November 17, 2020 ☼ The Print ☼ public policy
An abrupt nationwide ban on firecrackers is a bad idea. It creates noise, smoke and fire, not light. There is a better way.
This is from my weekly column in The Print (2018-2021)
As I write this, there is a continuous stream of firecrackers outside the window of my Bengaluru apartment: relatively subdued in my immediate vicinity compared to previous years, but nevertheless quite vigorous. It is just as well that the Karnataka state government reversed its decision to ban firecrackers — albeit permitting only “green” ones — because it is unlikely that people would have refrained from celebrating Diwali the usual way, and the already overworked police force would have the unhappy task of enforcing a very unpopular rule.
There is little doubt that firecrackers, green or otherwise, add to atmospheric pollution. They are also a known fire hazard. They terrify animals, and as a dog owner, I have an acute sense of what a harrowing experience it is for them. All of this is true, but it does not follow that a nationwide ban on firecrackers is the answer. Indeed, a blanket ban across India could be counterproductive in other ways, because the unpopularity of the policy energises socially conservative and reactionary politics, shrinking the envelope of freedom and rule-of-law.

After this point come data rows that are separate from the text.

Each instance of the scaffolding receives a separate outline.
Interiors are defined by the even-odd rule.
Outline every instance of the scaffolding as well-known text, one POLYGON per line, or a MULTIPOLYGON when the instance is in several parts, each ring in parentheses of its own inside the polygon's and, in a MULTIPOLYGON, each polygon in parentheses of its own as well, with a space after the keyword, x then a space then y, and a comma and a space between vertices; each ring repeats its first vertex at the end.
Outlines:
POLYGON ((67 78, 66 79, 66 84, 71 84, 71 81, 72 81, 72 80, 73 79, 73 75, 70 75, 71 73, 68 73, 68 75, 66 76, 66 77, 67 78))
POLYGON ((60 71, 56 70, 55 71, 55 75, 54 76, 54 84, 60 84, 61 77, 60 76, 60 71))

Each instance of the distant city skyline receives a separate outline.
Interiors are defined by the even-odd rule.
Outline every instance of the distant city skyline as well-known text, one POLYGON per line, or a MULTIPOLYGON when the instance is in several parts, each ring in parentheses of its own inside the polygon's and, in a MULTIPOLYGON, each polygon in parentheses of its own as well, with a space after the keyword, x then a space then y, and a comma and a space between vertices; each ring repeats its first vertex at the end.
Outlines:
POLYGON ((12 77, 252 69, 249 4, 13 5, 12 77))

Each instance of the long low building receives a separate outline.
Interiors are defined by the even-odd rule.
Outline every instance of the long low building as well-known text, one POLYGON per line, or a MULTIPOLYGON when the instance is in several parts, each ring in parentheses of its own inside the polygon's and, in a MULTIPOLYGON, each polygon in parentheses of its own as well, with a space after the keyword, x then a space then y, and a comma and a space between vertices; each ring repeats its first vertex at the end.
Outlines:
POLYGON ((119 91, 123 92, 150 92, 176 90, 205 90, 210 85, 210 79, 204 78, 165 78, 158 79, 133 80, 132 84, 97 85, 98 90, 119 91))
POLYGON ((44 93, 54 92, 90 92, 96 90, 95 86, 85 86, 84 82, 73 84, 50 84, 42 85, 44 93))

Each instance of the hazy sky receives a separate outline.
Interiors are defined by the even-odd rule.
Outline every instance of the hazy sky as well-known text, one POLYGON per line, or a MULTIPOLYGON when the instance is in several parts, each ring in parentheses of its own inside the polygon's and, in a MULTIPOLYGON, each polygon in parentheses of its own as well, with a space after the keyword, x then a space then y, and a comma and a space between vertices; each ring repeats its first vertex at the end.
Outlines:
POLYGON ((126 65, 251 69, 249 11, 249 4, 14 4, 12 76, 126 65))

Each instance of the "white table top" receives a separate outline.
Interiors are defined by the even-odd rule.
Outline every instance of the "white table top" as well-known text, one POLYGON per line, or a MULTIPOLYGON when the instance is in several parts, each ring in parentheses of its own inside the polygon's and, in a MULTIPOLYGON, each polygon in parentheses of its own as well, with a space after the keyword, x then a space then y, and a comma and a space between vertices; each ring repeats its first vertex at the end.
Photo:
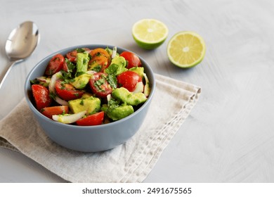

The controversy over firecracker policy highlights four bad policymaking habits in India: nationalising, judicialising, moralising, and rushing policies.
New Delhi is not India
Over-centralisation of political power in the Union government, the disproportionate influence of New Delhi in public discourse and pervasiveness of social media turns almost every issue into a national one. The capital’s polluted air is on the minds of media persons, policymakers, politicians and judges, which makes it easy for them to be persuaded that banning firecrackers is obviously necessary. They easily miss the fact that India is a vast country and there are many areas where the air is not as polluted, the space not as populated and the preference for firecrackers not as intense as the national capital. They also miss the fact that a lot of people are dependent on the firecracker industry, and their interests and livelihoods are also legitimate considerations. One-size-fits-all is generally a bad idea for a diverse and plural nation like India, and especially so if the ‘one size’ is that of New Delhi.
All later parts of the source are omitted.